Kairos, I was in darn near exactly your situation about four years ago, with similar figures. Here is what I learned so far.
1. It was extraordinarily difficult to find competent professional help when dealing with an inherited IRA. Most banks, and other typical investment options were clueless, even if they were busy claiming otherwise. In time, my estate attorney and accountant helped me to do the right thing, while carefully following the IRS rules to the letter.
2. Like you, I put my money in a high fee "managed account". After taking the time to get an education, on forums like this, it became abundantly clear that, like the vast majority investing with individual brokers with the standard 1.25% fee, I was getting screwed. I began following the
http://jlcollinsnh.com/stock-series/ protocol for my other investments, and the difference was startling. While the market was rocketing off the bottom, my broker was stumbling around doing things like buying metals and leaving cash on the sidelines. The results were devastating. I lost tens of thousands by not being indexed with my inherited IRA. Your case is no different, you are down about a quarter million, as compared to initially putting your IRA in the Vanguard VTSAX. Once you pay somebody one percent of a large sum of money, annually, to do something that you can do much better, and do so at less than 10% of that fee, you already are getting screwed. The reason is simple. Statistically, there is no broker out there that is capable of beating the market on a medium to long term duration. The fact that this one is a shade under, over the long term is far better than most, but not acceptable. Not only is he failing to reach a standard that you can accomplish with far less risk, he is charging a lot of money to underperform you.

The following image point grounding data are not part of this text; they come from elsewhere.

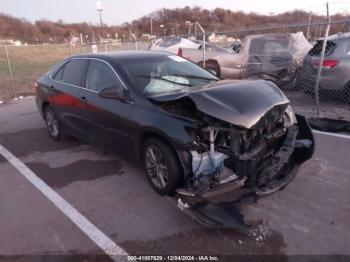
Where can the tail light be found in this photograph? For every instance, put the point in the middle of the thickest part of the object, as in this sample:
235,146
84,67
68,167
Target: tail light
179,52
327,63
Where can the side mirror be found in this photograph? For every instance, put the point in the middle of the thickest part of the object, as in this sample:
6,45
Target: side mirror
118,93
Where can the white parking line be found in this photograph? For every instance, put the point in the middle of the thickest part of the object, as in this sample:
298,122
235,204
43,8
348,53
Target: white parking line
96,235
331,134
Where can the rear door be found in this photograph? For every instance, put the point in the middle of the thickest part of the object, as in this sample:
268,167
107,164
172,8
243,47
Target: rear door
106,121
67,82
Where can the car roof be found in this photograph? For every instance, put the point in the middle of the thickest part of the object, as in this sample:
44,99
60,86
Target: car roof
122,55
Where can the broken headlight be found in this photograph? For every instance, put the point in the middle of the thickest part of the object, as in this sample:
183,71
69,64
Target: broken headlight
289,117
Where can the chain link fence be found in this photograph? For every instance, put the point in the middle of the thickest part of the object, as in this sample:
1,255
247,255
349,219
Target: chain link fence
313,73
21,66
314,76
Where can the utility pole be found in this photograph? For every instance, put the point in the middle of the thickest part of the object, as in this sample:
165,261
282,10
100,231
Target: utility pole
324,44
99,8
189,23
308,27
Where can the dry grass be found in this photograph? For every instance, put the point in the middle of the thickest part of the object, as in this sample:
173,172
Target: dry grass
28,63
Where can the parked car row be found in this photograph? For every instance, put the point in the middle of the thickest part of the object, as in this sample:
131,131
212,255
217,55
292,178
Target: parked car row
287,59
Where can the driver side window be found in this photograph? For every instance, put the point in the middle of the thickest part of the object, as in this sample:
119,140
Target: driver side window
100,76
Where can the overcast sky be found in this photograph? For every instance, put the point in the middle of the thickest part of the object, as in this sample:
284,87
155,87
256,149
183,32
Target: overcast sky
119,11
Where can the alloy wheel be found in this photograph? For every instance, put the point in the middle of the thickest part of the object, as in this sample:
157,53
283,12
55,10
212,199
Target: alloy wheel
156,166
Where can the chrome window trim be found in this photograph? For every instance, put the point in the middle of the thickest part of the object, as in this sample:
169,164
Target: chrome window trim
87,58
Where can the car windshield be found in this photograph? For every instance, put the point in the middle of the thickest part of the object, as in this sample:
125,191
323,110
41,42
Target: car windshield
164,74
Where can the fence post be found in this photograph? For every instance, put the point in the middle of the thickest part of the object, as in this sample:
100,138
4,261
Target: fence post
319,71
10,71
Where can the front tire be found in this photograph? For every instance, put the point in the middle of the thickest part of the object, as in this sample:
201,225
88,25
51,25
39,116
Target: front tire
53,124
162,166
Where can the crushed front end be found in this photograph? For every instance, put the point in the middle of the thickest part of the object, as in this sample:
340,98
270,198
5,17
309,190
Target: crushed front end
230,163
247,142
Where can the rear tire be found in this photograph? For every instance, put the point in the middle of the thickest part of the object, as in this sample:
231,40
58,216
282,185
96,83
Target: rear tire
53,124
162,166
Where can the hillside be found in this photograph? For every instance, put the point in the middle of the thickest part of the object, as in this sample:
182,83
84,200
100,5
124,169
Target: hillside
173,20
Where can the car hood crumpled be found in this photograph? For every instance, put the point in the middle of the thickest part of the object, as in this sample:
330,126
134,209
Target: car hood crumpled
241,103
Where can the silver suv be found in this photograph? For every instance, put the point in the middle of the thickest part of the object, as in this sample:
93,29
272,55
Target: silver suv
335,77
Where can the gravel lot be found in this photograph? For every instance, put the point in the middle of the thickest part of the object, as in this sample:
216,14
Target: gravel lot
310,217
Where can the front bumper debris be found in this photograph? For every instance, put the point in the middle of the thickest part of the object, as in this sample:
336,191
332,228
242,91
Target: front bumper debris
217,206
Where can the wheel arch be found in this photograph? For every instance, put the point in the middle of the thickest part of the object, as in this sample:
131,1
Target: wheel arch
183,156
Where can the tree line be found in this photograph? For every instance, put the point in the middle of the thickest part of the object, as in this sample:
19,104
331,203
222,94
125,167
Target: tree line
164,22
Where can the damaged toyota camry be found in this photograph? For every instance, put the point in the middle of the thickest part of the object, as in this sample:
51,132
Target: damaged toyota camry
207,140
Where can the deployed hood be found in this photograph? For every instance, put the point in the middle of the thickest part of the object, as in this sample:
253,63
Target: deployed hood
242,103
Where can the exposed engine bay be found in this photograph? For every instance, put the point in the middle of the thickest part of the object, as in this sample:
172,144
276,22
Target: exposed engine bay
247,142
225,154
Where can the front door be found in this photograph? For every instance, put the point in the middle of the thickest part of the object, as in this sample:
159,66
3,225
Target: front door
107,121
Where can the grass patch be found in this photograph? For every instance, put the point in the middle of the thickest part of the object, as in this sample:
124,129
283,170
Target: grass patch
28,63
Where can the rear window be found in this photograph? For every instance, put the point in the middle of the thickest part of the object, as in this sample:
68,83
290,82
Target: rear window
317,48
73,72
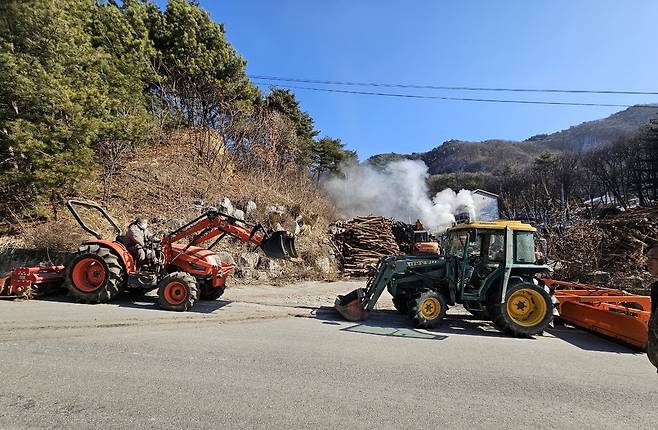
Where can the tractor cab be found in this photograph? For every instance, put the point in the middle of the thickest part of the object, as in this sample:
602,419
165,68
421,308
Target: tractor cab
480,253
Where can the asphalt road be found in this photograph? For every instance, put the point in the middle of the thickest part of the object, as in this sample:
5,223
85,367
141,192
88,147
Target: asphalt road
258,362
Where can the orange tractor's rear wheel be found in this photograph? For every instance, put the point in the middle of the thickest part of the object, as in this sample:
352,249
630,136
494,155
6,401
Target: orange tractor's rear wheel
94,274
178,291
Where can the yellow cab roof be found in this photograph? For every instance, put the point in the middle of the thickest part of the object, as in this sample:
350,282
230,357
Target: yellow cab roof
493,225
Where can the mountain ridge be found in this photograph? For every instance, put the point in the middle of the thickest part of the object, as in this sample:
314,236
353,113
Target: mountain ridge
492,154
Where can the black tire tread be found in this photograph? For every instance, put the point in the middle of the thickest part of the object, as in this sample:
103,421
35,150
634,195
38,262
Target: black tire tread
192,291
114,283
498,311
401,304
418,320
208,292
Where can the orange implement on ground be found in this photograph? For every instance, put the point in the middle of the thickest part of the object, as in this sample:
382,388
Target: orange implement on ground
614,313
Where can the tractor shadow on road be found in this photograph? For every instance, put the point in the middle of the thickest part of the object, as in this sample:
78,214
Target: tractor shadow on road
393,324
141,301
589,341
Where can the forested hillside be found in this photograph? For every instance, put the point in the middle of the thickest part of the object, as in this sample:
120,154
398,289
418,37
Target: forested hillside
86,86
546,178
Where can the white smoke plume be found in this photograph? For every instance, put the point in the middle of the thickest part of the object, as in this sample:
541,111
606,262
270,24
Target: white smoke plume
399,191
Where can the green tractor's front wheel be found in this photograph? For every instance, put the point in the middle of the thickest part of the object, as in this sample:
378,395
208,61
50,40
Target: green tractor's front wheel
526,311
428,309
401,304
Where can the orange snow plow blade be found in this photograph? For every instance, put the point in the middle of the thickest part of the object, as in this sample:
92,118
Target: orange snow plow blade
350,306
613,313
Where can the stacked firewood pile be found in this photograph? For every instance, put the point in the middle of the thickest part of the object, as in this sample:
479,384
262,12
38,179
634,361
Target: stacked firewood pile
361,241
404,235
610,251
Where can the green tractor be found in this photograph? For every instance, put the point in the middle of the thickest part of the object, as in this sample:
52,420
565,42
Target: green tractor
490,268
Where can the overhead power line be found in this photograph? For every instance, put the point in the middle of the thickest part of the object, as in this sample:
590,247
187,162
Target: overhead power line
465,99
450,88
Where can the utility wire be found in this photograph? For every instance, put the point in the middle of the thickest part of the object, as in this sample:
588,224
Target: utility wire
466,99
451,88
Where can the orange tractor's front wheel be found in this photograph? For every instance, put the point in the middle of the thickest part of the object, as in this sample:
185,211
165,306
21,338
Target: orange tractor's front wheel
94,274
178,291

3. The forced distributions can be a hit to your portfolio, but only if you handle them poorly. Since you are young, they are a fairly low amount, and will increase every year, adjusted to your life expectancy. They are taxed as ordinary income, have no withdraw penalty, and stiff penalties if not taken at all. The trick to continuing to build wealth, is to take the tax hit and be disciplined enough to roll the amount right back into investments. I have all my inherited IRA funds set up to Mr. Collin's formula, and run a matching set of ETFs for my other money. At the end of every year, the forced distributions come, I deposit the checks and then divide the total into the funds, while doing an annual rebalancing. In your situation, dumping this money into your own IRA or Roth might be the best choice.
4. Some here claim that you did pretty well in the last eleven years, since your broker feeds you info. that he typically "just missed the index". To put this erroneous claim in perspective, if you remove the wild card of the forced distributions, $450K in the VSTAX since 2003 would of resulted in a current balance of roughly $796K. Had you initially rolled your distributions into a VTSAX account, after paying taxes, you would be down by roughly 20-30K, but ahead of your broker's performance by at least 250K.
5. Finally, there is a lot of very cautious advice here about not doing anything irrational, taking small steps, talking to your planner, etc..... Sorry, but that doesn't pass the smell test for me. Low cost index funds from giant institutions like Vanguard and others have a rock solid, deep, long and well documented performance history. There is a 99.% chance that YOUR broker has been unable to outperform them consistently, over decades long comparisons, and every day you continue to do business with him, is another day that you continue to damage your financial future.